2024-08-11 07:21:29 | 文化
世に数学の難問は色々あります。円周率を何桁も求めること、巨大素数を  
   求めることなどで、人類は今も挑戦を続けています。コンピュ-タ-の進歩により、円周率は100兆桁、巨大素数は2342万9425桁まで求められました。
   これを上回る巨大素数を求めると、10万ドルの懸賞金を与えるという人まで現れています。
    ところで、これらを求めて何の役に立つのかという疑問も湧いてきます。巨大素数は現代の文明を支えている情報技術分野で暗号の生成に必要なのだそうです。
また、難しい数学の難問を解いている時に、ふと疑問も湧いてきます。
     何でこんなことをやらねばならないのか、将来一体、役に立つのであろうかと。

     数学者の藤原正彦氏は、「数学者の言葉では」という著書の中に下記のこと を書いています。
      「役に立たない」というのは、「価値がないということではない」と、した上で、狡猾な答であるかも、と慎重です。「価値がないということではない」ということは、価値がないことを否定しているだけで、価値があるとは言っていません。価値があると言い切ってしまうと「どんな価値があるのか」という新たな追求が始まるでしょう。さらには「価値とは何ぞや」という難しいことにも発展しそうです。故に、あいまいな言葉で妥協を計っている狡猾な答だと、氏は謙遜されています。
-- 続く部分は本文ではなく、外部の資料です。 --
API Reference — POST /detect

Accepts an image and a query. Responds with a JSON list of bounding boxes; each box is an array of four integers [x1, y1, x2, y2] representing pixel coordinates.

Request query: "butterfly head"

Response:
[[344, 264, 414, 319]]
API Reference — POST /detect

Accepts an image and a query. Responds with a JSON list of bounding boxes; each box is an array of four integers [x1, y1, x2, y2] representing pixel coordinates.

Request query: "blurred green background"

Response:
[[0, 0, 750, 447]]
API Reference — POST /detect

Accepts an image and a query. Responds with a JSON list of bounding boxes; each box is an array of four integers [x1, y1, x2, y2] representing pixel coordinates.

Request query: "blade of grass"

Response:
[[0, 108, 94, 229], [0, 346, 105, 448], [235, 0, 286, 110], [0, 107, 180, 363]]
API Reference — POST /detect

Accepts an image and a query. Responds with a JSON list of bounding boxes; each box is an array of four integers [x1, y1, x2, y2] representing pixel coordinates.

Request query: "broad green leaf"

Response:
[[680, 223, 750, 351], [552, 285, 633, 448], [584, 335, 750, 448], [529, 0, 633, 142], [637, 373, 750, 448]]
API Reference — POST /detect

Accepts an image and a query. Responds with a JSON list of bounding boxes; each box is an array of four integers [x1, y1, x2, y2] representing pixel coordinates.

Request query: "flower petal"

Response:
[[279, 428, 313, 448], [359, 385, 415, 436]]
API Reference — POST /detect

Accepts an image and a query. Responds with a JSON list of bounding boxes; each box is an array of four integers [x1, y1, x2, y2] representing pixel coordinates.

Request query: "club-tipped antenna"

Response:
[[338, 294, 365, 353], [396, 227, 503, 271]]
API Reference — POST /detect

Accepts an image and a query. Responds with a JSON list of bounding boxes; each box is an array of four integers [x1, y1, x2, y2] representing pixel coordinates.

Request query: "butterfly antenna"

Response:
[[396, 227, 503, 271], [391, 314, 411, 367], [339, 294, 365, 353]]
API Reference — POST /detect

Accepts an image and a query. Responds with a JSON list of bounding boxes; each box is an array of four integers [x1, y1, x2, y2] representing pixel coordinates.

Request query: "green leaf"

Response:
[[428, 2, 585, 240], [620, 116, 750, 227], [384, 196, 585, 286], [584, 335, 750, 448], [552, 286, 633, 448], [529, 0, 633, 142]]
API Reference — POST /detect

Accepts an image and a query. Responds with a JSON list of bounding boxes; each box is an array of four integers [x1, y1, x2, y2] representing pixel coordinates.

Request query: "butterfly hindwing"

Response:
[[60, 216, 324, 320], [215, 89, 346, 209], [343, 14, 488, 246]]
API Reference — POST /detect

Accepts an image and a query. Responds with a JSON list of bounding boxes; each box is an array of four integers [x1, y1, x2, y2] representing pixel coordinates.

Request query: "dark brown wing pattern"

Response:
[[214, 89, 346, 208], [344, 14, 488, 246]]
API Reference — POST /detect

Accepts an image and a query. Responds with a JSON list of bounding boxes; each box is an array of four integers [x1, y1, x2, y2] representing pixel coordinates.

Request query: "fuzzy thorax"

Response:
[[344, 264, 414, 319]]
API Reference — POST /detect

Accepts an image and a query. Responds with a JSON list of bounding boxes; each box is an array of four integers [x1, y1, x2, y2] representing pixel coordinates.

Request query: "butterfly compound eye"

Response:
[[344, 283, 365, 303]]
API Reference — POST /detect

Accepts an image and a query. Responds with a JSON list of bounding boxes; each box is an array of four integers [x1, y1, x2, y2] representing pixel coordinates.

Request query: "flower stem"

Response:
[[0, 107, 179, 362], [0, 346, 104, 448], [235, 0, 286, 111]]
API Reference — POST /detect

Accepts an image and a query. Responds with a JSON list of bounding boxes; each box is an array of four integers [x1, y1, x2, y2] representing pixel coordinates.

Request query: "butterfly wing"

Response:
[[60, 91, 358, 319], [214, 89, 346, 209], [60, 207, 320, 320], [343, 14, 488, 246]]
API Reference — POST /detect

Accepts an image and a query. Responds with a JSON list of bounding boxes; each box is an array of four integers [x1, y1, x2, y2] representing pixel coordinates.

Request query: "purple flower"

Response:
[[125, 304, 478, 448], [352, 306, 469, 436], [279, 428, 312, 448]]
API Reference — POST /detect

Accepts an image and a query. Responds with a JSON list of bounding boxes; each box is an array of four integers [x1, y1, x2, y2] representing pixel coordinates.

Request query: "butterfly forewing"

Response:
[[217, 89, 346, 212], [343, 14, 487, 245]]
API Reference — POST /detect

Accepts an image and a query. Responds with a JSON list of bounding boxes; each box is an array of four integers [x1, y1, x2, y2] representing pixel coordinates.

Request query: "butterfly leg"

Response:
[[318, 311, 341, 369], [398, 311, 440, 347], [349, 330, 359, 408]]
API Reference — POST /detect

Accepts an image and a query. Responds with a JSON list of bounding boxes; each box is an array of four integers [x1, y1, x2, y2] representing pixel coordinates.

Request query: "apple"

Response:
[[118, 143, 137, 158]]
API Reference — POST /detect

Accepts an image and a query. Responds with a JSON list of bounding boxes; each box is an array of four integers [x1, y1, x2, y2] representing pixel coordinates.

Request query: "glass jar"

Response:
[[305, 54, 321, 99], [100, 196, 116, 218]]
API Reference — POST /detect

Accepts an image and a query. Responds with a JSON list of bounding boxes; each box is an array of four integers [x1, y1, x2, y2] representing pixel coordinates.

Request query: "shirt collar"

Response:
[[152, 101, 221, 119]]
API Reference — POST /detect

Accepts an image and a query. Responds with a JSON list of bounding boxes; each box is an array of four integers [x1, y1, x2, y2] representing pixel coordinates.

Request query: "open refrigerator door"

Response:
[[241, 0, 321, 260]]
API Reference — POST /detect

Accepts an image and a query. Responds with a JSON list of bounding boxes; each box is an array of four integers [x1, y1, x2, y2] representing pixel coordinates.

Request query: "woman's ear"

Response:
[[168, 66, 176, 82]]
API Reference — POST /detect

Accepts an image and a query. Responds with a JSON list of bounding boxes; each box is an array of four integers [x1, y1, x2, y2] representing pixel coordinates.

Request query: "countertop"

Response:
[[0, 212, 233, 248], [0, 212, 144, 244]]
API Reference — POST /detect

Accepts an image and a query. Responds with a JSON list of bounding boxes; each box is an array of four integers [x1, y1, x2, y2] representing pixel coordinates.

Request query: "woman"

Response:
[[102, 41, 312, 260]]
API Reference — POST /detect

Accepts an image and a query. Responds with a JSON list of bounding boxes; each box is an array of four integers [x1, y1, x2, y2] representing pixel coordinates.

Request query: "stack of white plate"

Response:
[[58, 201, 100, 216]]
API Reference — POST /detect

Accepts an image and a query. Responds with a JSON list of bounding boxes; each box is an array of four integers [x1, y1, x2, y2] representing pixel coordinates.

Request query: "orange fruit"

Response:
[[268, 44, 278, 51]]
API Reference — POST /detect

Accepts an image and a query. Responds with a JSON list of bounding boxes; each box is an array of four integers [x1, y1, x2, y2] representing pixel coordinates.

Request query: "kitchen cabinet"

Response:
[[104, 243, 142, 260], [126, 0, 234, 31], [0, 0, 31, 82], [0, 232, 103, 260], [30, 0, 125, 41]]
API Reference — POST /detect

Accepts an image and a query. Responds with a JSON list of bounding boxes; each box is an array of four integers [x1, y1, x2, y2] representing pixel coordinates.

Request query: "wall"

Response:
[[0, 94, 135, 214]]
フランスの有名な数学者、ポアンカレ-は、「真理の探究こそが人類の目標である。数学はそれを達成する手段の一つである」と、喝破しています。単純明快な答です。
       不肖は以下のように考えています。数学の勉強は論理的思考方法を身につける修練の場である。現に数学研究の進化は、物理学・工学・化学の進歩の基盤となっています。
       アインシュタインの相対性理論は、リ-マン幾何学、テンソルなどの高等数学を駆使して記述され、成り立っています。また、微分積分、フ-リエ変換、複素数、群論などの数学の発見と応用は、工学の進歩にも大いに貢献しています。